Third, there is the problem of settlement publicness. The issue here is how space is to be divided up into public and private realms. Clearly, good public discourse requires territory where all residents have the right to appear, to see and be seen, to hear and be heard. A place that lacks accessible, visible, lively common territory, is one without a public life. A participant in the 1990 Harper's Forum "Whatever Became of the Public Square" argued that the common space of New York City's subway system may be one reason there is less racial tension there than in Los Angeles: "Although the public interaction is inchoate—rolling our eyes together at fools or irate passengers, perhaps an occasional courtesy—at least the people see one another" (p. 51). As Jacobs, Sennett, Arendt, and others argue, a strong public life requires common space that is somewhere in between intimacy and isolation, between familial warmth, on the one hand, and absolute segregation on the other. These must be places, like streets and sidewalks, where we can appear to one another as strangers and acquaintances; but there must also be places, like libraries and political clubs, where we can learn and build factions, and places like town halls and courthouses, where we can debate differences and resolve conflicts.

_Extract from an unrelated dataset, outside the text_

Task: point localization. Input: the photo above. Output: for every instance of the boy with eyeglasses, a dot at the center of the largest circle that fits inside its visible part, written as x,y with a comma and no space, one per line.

Fourth, there is the problem of settlement grain. The issue here is how close we will allow the different parts of our lives to be to one another, how mutually accessible we want our residences, workplaces, shops, public forums, recreation spaces, etc. There would seem to be some benefit in a fine grain of use or mixed-use settlement, where public and private are close to one another, where our different practices are better integrated, where government is a visible part of our landscape. From a rhetorical point of view, this kind of grain would seem to make public discourse less opaque.

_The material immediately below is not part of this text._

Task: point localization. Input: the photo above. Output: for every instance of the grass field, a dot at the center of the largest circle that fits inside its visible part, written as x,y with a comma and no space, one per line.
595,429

Fifth, there is the problem of settlement scale. The issue here is how "human" we make our landscape, how protective we are of our smallness and fragility. As a matter of scale, in other words, we might prefer to limit the intrusion of cars in our social space; to ensure that there is density but not too much; that there is mixed use but not chaos; that there is common territory but also privacy.

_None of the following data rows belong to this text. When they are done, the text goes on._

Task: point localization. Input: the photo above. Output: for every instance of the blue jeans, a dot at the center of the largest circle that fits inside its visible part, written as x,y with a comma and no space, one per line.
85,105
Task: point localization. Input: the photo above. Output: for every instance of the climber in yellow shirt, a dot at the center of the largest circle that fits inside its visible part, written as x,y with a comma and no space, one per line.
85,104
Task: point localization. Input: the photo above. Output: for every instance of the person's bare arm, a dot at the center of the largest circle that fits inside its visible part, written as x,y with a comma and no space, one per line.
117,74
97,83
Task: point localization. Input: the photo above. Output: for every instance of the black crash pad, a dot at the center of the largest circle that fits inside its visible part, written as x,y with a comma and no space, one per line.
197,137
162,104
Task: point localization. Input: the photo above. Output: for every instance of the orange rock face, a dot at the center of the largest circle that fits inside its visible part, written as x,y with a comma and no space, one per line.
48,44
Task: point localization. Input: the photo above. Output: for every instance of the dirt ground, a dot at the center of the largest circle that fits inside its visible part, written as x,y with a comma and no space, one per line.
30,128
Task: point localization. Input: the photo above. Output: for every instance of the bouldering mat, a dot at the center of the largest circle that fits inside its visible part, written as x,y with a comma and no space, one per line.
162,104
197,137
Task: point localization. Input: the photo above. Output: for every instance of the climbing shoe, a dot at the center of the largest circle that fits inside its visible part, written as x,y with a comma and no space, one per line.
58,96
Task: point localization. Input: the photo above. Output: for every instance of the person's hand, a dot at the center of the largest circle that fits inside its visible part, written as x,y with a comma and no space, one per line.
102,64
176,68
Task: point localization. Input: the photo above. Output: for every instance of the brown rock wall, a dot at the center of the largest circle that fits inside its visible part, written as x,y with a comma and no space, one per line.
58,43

Finally, there is the problem of settlement identity. To what extent should we be committed to creating cities and communities that we collectively identify with, that we belong to, whose history we know, that have a soul, the kind of place that, as Lynch (1981) says, leads people to think "I am the resident of no mean city." From a discursive point of view, designers might, in attempting to deal with this issue, contribute to the tendency of rhetors to think more often in the first person plural.

My argument in this paper has been that the design of the built world is always, implicitly or explicitly, the design of the discursive world as well. In this regard, rhetoric and urban planning cannot and should not be neutral towards one another; as if we could talk about discourse without talking about a common world that both brings us together and separates us, or talk about buildings and towns as if they were not part of our social landscape as well. What I hope this project participates in is the development of a shared language among those interested in "good community." As Michael Sorkin (1992) has argued, the effort to reclaim the city is the effort to reclaim democracy itself; and what we may need in that effort is "a return to a more authentic urbanity," a city based on physical proximity, free movement, and a desire for collectivity (p. xv).

Notes 1. Whyte (1988) also gives primary place in urban studies to the street; for him, it is "the river of life of the city" (p. 7).

2. See Gordon & Richardson (1997) and Ewing (1997) for an exchange on the benefits and ills of "sprawl."

Works Cited

Alexander, C., Ishikawa, S., & Silverstein, M., (with Jacobson, M., Fiksdahl-King, I., & Angel, S.) (1977). A Pattern Language: Towns, Buildings, Construction. New York: Oxford UP.

Arendt, H. (1958). The Human Condition. Chicago: U of Chicago P.